Arizona Sunshine would benefit greatly from a few non-zombie NPCs thrown into the story. While it is hard to make story-driven games work in VR, games like Star Wars: Vader Story or even Time Stall have proven that NPC interaction is definitely possible in VR.
Graphics and Audio
Another area of the game that needs work is the graphics. Don’t get me wrong, I think the image quality is quite good for a game that is running on mobile hardware. However, the quality you get in Arizona Sunshine on Oculus Quest is night and day when compared to the Oculus Rift or other systems.
The image quality plays a very strong role in play sessions lasting over an hour. I found myself having to take breaks due to eye strain, rather than motion sickness. However, there is a little bit of hope in this regard. Thanks to a breakthrough in artificial intelligence, we could see a 67% increase in Oculus Quest rendering power. Researchers at Facebook AI may have discovered an AI algorithm that could improve game resolution by predicting what the image would look like at a higher resolution.
If there is no Arizona Sunshine graphics update for the Oculus Quest on the horizon, hopefully this AI breakthrough could solve this issue.
Soundtrack and Audio
There is no matching the genius of Gustavo Santaolalla’s soundtrack for The Last of Us. However, Arizona Sunshine does a great job in using background music to set the tone throughout the game.
When zombie hordes run toward you, the music will change to highlight the impending danger.
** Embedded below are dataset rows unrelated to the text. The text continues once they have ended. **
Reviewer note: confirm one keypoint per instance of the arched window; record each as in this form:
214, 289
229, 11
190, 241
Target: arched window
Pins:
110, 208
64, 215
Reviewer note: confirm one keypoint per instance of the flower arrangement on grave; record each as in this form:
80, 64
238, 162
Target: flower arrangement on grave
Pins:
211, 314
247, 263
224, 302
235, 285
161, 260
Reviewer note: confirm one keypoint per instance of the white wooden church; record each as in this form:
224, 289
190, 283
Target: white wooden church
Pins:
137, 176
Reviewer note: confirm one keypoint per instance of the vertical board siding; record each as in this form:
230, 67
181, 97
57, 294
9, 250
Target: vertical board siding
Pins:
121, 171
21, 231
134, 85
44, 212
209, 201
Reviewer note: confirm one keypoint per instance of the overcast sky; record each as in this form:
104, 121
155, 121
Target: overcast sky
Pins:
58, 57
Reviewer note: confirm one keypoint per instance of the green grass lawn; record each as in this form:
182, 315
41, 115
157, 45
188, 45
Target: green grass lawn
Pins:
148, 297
When you are in a pitch-black underground mine, eerie suspenseful tones will make you feel afraid to take another step. At times in the game, I honestly felt like I was living through scenes of AMC’s The Walking Dead.
While there are no non-zombie NPCs in the game, the sole voice actor, Sky Soleil, did an amazing job bringing the protagonist to life. Not only did he manage to show a little character development using only his voice, he also helped set the tone for the game and illustrate the gravity of the situation and feelings of hopelessness in the story.